意外や意外。あのスーチー贔屓だった全米一の週刊誌『TIME』(2014年12月1日号)が「スーチーはミャンマー国民から浮き上がっており人気急落中」という実相を報じた。

スーチーの選挙地盤はイワラジ河のデルタ地帯。だが選挙区には殆ど帰らずヤンゴンの瀟洒な邸宅暮らし、国会でも殆ど発言をしなくなった。国会のあるネピドーは下院議長であるチューラ・シャウィ・マン(退役大将)の地盤である。

この新首都は森の中、はてしなく宏大な台地に建設され、付近には国防省、文化省などすべての省庁が森と森に囲まれた、森群の中に作られている。ミャンマー国会は世界一宏大な面積だという。つまり官庁街は隣のビルへ行くにもクルマで十分ほどかかる。ネピドーには20もの幹線道路が敷かれているが、交通量は滅法すくなく、ホテルも殆どがリゾート形式である。

先々週のアセアン首脳会議は、このネピドーで開催され、オバマ大統領の安倍首相も、インドのモディ首相も豪のアボット首相、そして中国は李克強首相、韓国は朴大統領が勢揃いした。

スーチーはミャンマー憲法によって大統領への立候補が禁止されている。外国人の配偶者をもつ者は大統領にはなれないという厳格な規定があり、国会での改正議論は為されない。国会議員の四分の一はエリート軍人である。

スーチーの死んだ夫は英国人(それも情報員だった)。ふたりの息子は英国籍である。したがってティンセイン大統領の後継は、ネピドーが地盤のチュラ・シャウィ・マン下院議長が有力視されている。ティンセイン政権は民主化をすすめ、外国からの投資を誘致し、経済成長が急速に上昇し始めて、報道出版の自由が認められた。とはいえ人口五千万に対して異常に多い35万人の軍隊をかかえ、山岳地帯と雲南省との国境周辺ではゲリラ戦争がつづき、少数民族の武装派は休戦に応じない。とくにカチン、シャン、モン各部族は強桿である。

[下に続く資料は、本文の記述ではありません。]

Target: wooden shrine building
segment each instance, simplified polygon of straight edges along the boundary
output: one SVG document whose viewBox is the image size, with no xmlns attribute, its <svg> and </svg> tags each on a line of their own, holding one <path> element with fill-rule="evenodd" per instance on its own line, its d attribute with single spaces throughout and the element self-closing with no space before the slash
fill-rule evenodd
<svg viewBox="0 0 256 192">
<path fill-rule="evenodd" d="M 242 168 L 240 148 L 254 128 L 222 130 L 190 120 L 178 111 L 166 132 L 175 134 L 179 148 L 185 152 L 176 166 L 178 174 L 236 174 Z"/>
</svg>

▼山岳ゲリラの猖獗とビルマ人嫌いは千年以上つづく民族対立が原因

西部のロヒンギャ周辺は英国植民地時代に英国がミャンマーを分割統治するためにバングラデシュのイスラム教徒を大量に入植させた地域で、ミャンマーの仏教原理主義過激派は、このイスラムの村々を敵視している。ときおり暴動が発生し、夥しいムスリムが犠牲になった。現在も14万人が難民キャンプで暮らしている。

カチン、カレンなどの少数山岳民族も英国の分割統治の影響でキリスト教であり、バプチスト教会が多いが、かれらは共通してビルマ人を憎んでいる。(イギリス統治時代の政策)

スーチーは外国メディアとのインタビューを断り続け、また欧米の人権監視団体との面接も避けている。それというのもカチン族、シャン族の間にはスーチーへの不信感が拡大しており「ミャンマーはビルマ人だけのものではない。少数民族は合計で四割の人口があるというのに、彼女はビルマ人にした目を向けていない」という。

山岳ゲリラの猖獗とビルマ人嫌いは千年以上つづく民族対立が原因で、早期に解決する方法がない。しかも少数民族は武装しており、国境一帯はクンサン時代から、あるいは国共内戦の影響で共産党にやられた国民党残党らが入り込み、以後、麻薬の栽培地、密輸ルートでもある。

くわえて彼女の選挙地盤イラワジ河デルタでは、土地の投機がおこり不動産が三倍に跳ね上がって、スーチーは無力と批判がビルマ族の間にも広がってしまった。ミャンマーの意外な側面が明らかにされた。